Professional wrestling hit one of its high points with the Monday Night Wars between WWE, then known as WWF, and WCW. The battle between the two wrestling federations began in the mid-1990s and ended in 2001, when WWE bought WCW.
This was one of the golden eras in pro wrestling and featured some of the biggest names in the sport, such as Hulk Hogan, the Rock and Stone Cold Steve Austin. After WCW folded, the product hasn’t had the same must-see-each-week feel.
During the ratings war between the two companies, WWE started the popular television series “WWE SmackDown.” While one of the wrestling corporation’s other popular offerings, “Monday Night Raw,” premiers live, “SmackDown” has been mostly pre-recorded.
In order to add some new fuel to the WWE’s ratings, “SmackDown” is now shifting to a live format and moving from its traditional Thursday night slot to Tuesday nights on the USA Network. In previous years, “SmackDown” was taped on Tuesday before being shown on Thursday.
This isn’t the first time “SmackDown” has shown live, but it is the program’s first long-term move to the format. While pre-recording shows has been a staple of the wrestling industry for a long time, the Internet has just about put an end to the process.
WWE is going to split their talent between “Raw” and “SmackDown” with a draft. This also isn’t the first time that the company has used a draft to move talent around.
The main problem with the draft is that few big names moved off the flagship show, “Raw.” One to four main-event talents were on “SmackDown,” but they normally showed up on “Raw” anyway.
If the WWE wants to make the now-live “SmackDown” a more successful show, the company will have to do a few things.
First, WWE will need to split the talent as level as possible. “Raw” can’t have all the big names with “SmackDown” getting the crumbs and having to build main-event stars.
Brock Lesnar is a good fit on “Raw” because it is the flagship show, and he has a limited number of appearance dates. John Cena, Randy Orton, AJ Styles or other recognizable names have to move to “SmackDown” to provide star power.

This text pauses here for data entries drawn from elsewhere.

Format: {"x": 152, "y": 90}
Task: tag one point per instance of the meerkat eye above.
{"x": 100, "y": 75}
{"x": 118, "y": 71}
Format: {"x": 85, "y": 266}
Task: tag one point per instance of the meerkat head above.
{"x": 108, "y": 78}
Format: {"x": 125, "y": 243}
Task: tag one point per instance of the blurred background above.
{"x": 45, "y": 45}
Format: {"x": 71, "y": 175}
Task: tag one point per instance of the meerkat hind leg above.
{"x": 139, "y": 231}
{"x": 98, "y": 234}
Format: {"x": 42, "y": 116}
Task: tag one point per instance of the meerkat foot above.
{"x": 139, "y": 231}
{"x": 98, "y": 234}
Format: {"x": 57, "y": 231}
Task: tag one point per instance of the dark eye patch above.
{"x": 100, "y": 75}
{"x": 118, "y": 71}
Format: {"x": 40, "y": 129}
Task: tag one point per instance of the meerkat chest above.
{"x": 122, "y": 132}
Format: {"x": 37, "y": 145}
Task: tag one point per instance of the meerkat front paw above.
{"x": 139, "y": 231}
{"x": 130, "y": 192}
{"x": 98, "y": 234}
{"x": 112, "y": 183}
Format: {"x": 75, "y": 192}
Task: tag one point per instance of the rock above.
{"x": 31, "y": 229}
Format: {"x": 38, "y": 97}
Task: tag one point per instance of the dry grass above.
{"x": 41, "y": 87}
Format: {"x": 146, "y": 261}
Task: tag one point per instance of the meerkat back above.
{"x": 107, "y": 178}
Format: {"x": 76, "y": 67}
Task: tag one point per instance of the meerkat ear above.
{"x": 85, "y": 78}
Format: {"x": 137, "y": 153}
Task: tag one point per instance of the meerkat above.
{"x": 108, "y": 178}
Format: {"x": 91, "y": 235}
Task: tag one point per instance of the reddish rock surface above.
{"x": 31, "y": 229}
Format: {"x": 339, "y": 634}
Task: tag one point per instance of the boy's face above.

The WWE can and should break up the former members of The Shield. Current champion Dean Ambrose and Seth Rollins can bring main-event status on either show. Once Roman Reign’s suspension is over, it might be best to leave him on “Raw.”
Another idea to help “SmackDown” out is to have that show, or as the WWE likes to say, “brand,” draft several NXT wrestlers. NXT is like the WWE minor-league system if you didn’t already know.
NXT performers such as Finn Balor, Samoa Joe and Shinsuke Nakamura would give “SmackDown” a must-see feel for fans who don’t have the WWE Network, which is currently the only way to watch “WWE NXT.”
Those are three of the biggest names in NXT, and all have a good fan following and are main-event players. It would be a shame if all the NXT talents remained on “Raw.”
It will be important to split the rosters up as evenly as possible, given that “Raw” gets three picks for every two picks “SmackDown” receives, the main reason for that being that “Raw” is three hours long and “Smackdown” is two hours long.
Secondly, if “SmackDown” is going to be a success, the WWE has to bring back titles to both shows. After the stars began crossing over to both shows, the company unified the titles.
They are going to have to break them up again. “Raw” and “SmackDown” both need to have some sort title system naming a World Champion, Tag Team Champions and lesser titles, such as the U.S. and European Champions.
Finally, to make the draft matter, the WWE needs to give it a permanent date or month. Just like the major pay-per-view events, such as WrestleMania and SummerSlam, fans will love to spend months speculating about who will get drafted where and how it will affect both shows.
There are other things that will come up after the draft, including faces (good guys) and heels (bad guys). Talent should set the roster, not whether a wrestler is a face or a heel. Wrestlers can be turned as needed to fix any imbalance in the roster.
It will be interesting to see what the WWE does with the draft. “Raw” and the live “SmackDown” won’t be exactly like the Monday Night Wars, but if the draft is done correctly, it could make wrestling can’t-miss TV again.